I'm looking at the upcoming election and thinking about 1964.

Obviously, there are signifcant differences between 1964 and 2020 -- the country was prosperous then (although the economy was pretty good for many people up to the early months of 2020). In '64, the country had just suffered the assassination of a president, while a civil rights struggle was ongoing -- but much of America thought life was good. That's not the case now. Also, the president then was a Democrat.

Here are the similarities: In both years, the Democratic presidential nominee was a man who'd risen to prominence as a senator but had struggled as a presidential candidate. Neither was seen as magnetic; each had been vice president to a young, charismatic president. And in both years, the Republican nominee was a polarizing, widely despised right-wing extremist.

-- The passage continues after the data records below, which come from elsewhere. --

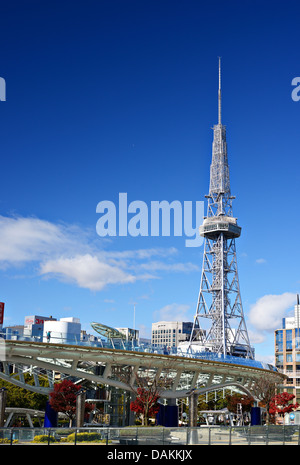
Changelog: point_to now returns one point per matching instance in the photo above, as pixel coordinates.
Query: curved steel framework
(178, 376)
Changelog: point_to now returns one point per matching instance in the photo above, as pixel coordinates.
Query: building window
(289, 339)
(279, 341)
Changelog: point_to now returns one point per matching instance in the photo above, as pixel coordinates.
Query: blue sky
(105, 97)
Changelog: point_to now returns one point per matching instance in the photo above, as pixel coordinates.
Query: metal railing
(136, 436)
(148, 348)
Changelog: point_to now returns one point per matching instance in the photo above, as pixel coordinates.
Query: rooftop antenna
(219, 93)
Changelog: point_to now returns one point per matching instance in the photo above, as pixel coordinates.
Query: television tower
(219, 303)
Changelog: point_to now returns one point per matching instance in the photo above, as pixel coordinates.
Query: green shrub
(7, 441)
(84, 437)
(43, 438)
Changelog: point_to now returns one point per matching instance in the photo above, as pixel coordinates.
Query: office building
(170, 333)
(287, 352)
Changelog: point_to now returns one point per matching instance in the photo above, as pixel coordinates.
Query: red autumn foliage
(63, 398)
(281, 405)
(145, 403)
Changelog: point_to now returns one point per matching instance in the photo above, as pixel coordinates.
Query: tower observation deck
(219, 314)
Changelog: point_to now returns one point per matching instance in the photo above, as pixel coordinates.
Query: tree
(63, 398)
(146, 404)
(147, 388)
(281, 405)
(264, 390)
(235, 399)
(23, 398)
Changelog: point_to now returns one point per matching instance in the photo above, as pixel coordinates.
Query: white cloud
(87, 271)
(72, 254)
(261, 260)
(31, 239)
(267, 313)
(172, 312)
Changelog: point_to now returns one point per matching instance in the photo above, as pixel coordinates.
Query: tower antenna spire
(219, 93)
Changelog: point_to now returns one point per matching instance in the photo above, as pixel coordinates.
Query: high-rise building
(287, 352)
(170, 333)
(219, 313)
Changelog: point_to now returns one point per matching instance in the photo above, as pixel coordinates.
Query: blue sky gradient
(105, 97)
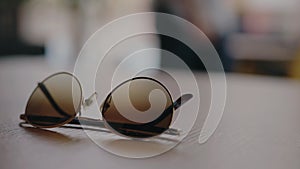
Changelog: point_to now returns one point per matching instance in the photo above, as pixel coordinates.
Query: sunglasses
(140, 107)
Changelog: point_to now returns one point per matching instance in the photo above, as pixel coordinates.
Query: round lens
(55, 101)
(140, 107)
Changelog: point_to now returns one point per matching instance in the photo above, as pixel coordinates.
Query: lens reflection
(55, 101)
(141, 107)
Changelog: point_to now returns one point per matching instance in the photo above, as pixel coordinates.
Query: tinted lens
(141, 107)
(55, 101)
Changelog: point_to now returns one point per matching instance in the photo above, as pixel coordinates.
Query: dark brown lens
(55, 101)
(141, 108)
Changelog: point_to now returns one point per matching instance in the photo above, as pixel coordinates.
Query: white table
(260, 129)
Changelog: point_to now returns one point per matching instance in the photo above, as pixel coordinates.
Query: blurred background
(251, 36)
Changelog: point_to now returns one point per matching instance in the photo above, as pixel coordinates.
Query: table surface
(260, 128)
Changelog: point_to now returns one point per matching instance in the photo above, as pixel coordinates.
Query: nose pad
(87, 102)
(105, 105)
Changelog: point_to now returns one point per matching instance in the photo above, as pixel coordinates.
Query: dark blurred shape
(188, 12)
(10, 42)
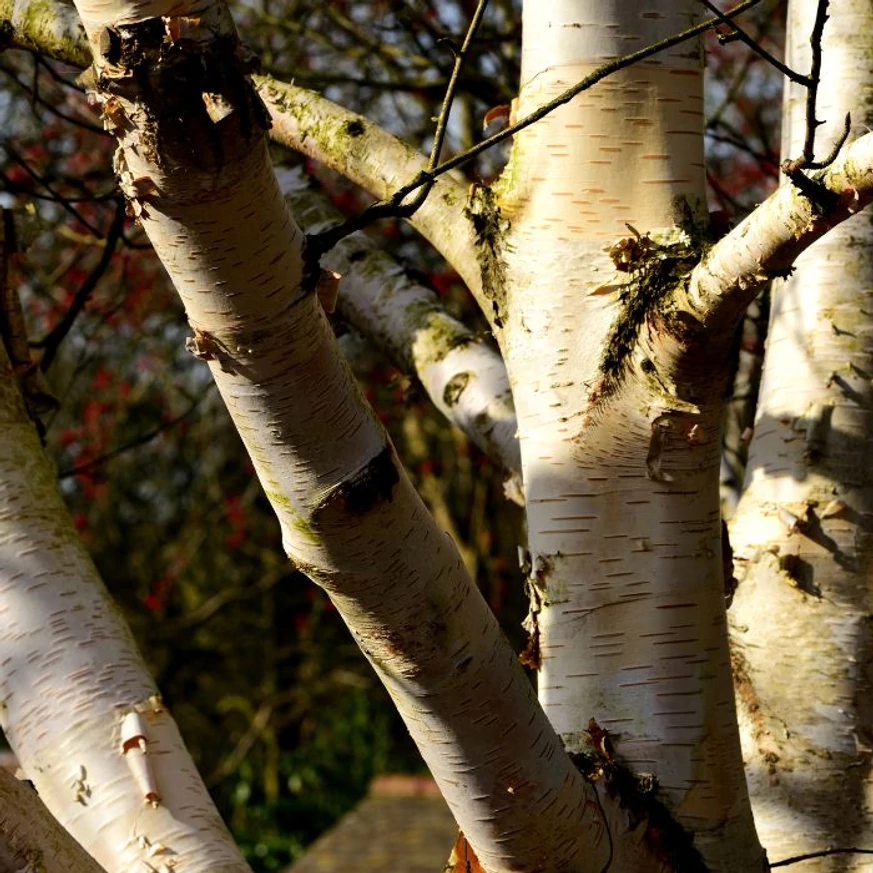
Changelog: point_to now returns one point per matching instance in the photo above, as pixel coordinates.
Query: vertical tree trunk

In both years, middle-of-the-road people showed surprising levels of support for significant social justice reforms. I've lived my entire adult life in the backlash to the 1960s, so it's remarkable to me that Lyndon Johnson could sign the Civil Right Act in 1964 and then be a widely popular presidential candidate -- in any subsequent Democratic presidency, something like that would have been seen as a tremendous risk of political capital. Johnson won a landslide in 1964 -- 44 states, 486 electoral votes, 61% of the popular vote. How was that possible? Middle-of-the-road voters were willing to embrace at least the most basic goals of the civil rights movement.

This seems like a similar moment. I expected a tremendous backlash to the George Floyd protests, but polls consistently show that the peaceful demonstrations, at least, are widely popular. Middle-of-the-road Americans now recognize racial injustice in policing and believe change is necessary.

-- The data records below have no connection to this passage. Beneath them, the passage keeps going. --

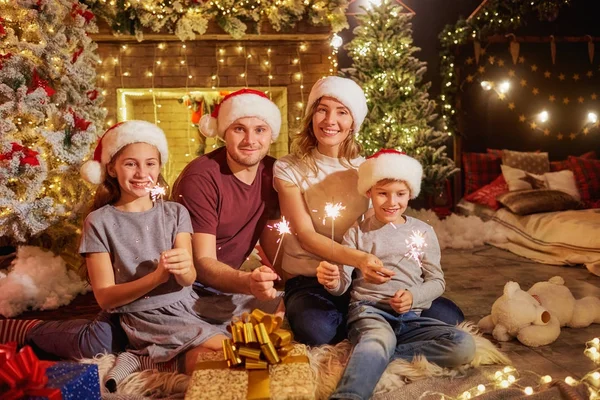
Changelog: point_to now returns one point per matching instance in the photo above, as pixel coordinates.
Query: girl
(138, 254)
(320, 169)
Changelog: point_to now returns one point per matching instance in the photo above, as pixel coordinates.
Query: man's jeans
(317, 317)
(380, 336)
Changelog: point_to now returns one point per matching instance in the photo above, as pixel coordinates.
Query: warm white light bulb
(486, 85)
(336, 41)
(504, 87)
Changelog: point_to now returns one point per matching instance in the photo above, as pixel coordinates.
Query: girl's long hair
(305, 141)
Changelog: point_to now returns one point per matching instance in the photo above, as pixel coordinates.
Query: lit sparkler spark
(156, 192)
(333, 211)
(282, 227)
(416, 243)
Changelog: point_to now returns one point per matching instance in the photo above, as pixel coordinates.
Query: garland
(494, 16)
(189, 18)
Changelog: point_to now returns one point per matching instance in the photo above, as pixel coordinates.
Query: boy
(384, 320)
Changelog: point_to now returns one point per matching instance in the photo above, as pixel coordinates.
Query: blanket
(327, 363)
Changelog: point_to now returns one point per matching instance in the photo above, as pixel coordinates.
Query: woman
(321, 169)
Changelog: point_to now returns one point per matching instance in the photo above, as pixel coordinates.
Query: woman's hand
(328, 275)
(373, 270)
(402, 301)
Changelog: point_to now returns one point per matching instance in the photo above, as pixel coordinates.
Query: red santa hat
(390, 164)
(344, 90)
(240, 104)
(115, 138)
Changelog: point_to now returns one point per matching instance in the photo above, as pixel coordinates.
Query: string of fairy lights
(512, 377)
(249, 55)
(515, 76)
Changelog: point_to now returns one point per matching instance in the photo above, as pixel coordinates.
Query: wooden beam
(219, 37)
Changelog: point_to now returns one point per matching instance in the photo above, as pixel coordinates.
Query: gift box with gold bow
(259, 362)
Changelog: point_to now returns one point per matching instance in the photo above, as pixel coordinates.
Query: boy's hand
(177, 261)
(373, 270)
(402, 301)
(328, 275)
(261, 283)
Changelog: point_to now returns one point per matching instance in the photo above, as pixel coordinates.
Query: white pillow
(517, 179)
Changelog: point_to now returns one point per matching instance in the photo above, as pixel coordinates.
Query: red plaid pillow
(487, 194)
(565, 164)
(587, 176)
(480, 169)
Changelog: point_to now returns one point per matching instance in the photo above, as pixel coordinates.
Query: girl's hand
(177, 261)
(373, 270)
(161, 273)
(402, 301)
(328, 275)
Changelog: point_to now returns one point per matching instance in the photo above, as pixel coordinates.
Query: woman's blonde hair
(305, 141)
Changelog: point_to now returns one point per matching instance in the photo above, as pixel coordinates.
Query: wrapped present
(23, 376)
(259, 362)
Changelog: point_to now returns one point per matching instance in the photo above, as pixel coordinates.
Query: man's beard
(250, 160)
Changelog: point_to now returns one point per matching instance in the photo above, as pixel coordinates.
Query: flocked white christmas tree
(401, 115)
(50, 115)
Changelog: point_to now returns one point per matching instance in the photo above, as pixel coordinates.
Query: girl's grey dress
(166, 321)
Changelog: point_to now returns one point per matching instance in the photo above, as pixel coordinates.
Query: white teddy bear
(559, 301)
(536, 316)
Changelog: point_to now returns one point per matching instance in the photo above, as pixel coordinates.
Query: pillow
(525, 202)
(536, 163)
(487, 195)
(587, 176)
(565, 164)
(496, 152)
(564, 181)
(480, 169)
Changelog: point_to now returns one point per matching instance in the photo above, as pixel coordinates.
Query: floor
(475, 279)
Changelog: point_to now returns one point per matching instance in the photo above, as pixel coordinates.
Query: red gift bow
(87, 15)
(24, 374)
(28, 158)
(37, 82)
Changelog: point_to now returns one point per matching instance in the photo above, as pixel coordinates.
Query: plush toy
(555, 297)
(536, 316)
(518, 314)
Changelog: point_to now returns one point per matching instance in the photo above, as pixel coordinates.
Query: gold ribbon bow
(257, 341)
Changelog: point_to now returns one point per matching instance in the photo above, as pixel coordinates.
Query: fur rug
(327, 364)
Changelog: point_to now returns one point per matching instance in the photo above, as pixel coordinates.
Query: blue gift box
(75, 381)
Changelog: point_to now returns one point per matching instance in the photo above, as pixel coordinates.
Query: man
(230, 196)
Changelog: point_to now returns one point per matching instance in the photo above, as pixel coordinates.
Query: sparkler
(282, 227)
(333, 211)
(156, 193)
(416, 243)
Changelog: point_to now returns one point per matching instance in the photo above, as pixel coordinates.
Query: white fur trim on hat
(390, 164)
(344, 90)
(117, 137)
(240, 104)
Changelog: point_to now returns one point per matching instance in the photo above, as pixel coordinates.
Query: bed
(550, 217)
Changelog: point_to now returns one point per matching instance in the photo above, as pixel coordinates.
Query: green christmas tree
(401, 115)
(50, 115)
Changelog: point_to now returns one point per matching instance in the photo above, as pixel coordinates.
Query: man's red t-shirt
(222, 205)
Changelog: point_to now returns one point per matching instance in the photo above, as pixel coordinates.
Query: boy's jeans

Lyndon Johnson hadn't been known as a progressive champion, but he embraced the moment. Joe Biden's past is similar to LBJ's, but although he won't endorse the slogan "defund the police," he seems open to some significant reforms.

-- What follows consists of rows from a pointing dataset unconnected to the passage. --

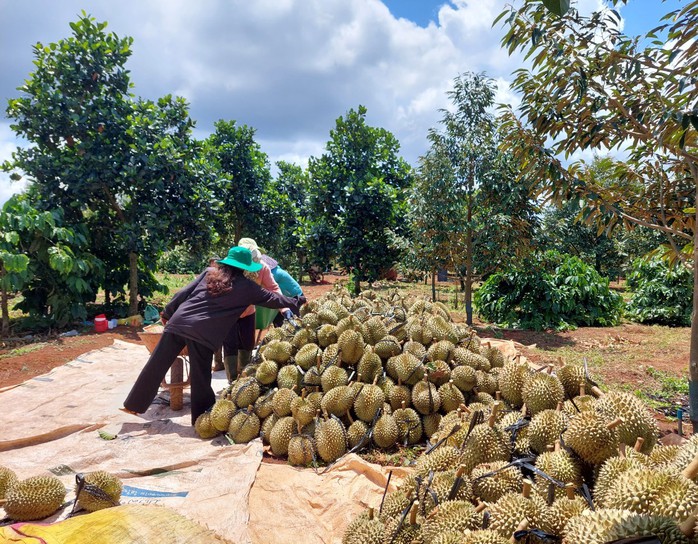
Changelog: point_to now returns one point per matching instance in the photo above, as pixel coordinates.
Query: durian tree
(126, 168)
(357, 196)
(589, 87)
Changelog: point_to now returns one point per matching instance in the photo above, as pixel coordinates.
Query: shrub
(549, 291)
(662, 294)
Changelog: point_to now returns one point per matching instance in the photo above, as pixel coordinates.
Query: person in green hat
(199, 317)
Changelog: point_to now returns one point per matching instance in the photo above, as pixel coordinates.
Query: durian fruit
(486, 443)
(338, 401)
(204, 427)
(560, 465)
(385, 431)
(35, 498)
(244, 426)
(409, 425)
(637, 419)
(463, 356)
(454, 516)
(221, 414)
(545, 428)
(334, 376)
(369, 400)
(563, 510)
(280, 435)
(330, 439)
(301, 449)
(572, 378)
(245, 391)
(98, 490)
(357, 433)
(281, 403)
(425, 397)
(493, 355)
(267, 371)
(289, 377)
(302, 409)
(364, 529)
(280, 351)
(511, 381)
(7, 479)
(591, 437)
(264, 405)
(464, 378)
(493, 487)
(442, 458)
(508, 512)
(351, 344)
(542, 391)
(307, 356)
(484, 536)
(451, 397)
(398, 531)
(370, 366)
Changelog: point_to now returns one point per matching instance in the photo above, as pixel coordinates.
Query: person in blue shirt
(289, 287)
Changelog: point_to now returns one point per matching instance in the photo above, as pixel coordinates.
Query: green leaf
(558, 7)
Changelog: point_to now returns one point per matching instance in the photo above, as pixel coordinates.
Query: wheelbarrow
(150, 336)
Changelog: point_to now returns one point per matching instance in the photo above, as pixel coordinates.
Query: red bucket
(101, 323)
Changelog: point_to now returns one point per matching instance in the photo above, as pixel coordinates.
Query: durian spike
(638, 443)
(522, 526)
(526, 489)
(493, 416)
(691, 471)
(613, 424)
(596, 392)
(413, 513)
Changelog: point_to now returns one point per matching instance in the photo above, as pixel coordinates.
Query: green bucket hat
(241, 257)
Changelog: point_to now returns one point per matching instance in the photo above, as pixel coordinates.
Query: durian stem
(527, 486)
(613, 424)
(691, 471)
(638, 443)
(522, 526)
(413, 513)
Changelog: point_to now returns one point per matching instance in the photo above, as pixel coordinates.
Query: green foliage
(661, 294)
(549, 291)
(48, 262)
(356, 199)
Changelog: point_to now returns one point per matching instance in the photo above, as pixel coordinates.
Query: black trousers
(241, 336)
(148, 382)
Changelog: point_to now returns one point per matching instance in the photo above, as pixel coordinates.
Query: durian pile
(353, 373)
(38, 497)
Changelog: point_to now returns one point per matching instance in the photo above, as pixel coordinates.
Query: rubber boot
(244, 358)
(230, 363)
(218, 360)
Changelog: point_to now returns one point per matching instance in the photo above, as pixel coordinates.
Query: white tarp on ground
(51, 423)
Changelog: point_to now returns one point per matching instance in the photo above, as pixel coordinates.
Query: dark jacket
(194, 314)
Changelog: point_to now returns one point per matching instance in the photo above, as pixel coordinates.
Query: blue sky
(290, 68)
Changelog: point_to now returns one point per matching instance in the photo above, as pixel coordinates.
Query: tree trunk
(5, 312)
(433, 285)
(693, 352)
(133, 283)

I think there are many possible outcomes to the 2020 election, including a Trump Electoral College victory, but it now seems reasonable to imagine that Biden can win by a wide (though not LBJ-size) margin.

But then what?

The civil rights, voting rights, and anti-poverty legislation Johnson supported didn't end racism or injustice. There was increasing unrest in the cities, along with youth protest against the Vietnam War and rising crime. In the 1966 midterms, the Republican Party gained 47 seats in the House and 3 seats in the Senate.

And then the GOP won five of the next six presidential elections, and won 40 or more states in all but one of those elections.

If you've read Rick Perlstein's Nixonland, you know this story. I just hope we don't repeat it.

What if Biden wins big, Democrats take the Senate as well as the House, the federal government as well as states and localities embrace progressive change -- and the public decides that the changes aren't working? In particular, what happens if police forces are reformed, crime rises, and Democrats are blamed?

I want change, but it has to work. If it doesn't, the backlash could be massive. Republicans have a simple narrative about the 1960s: The lefties took over and everything went to hell.

Much of America believed it. Much of America still believes it. They're ready to dust it off for a new era.



Let's do this right. If we don't, we risk another half-century backlash.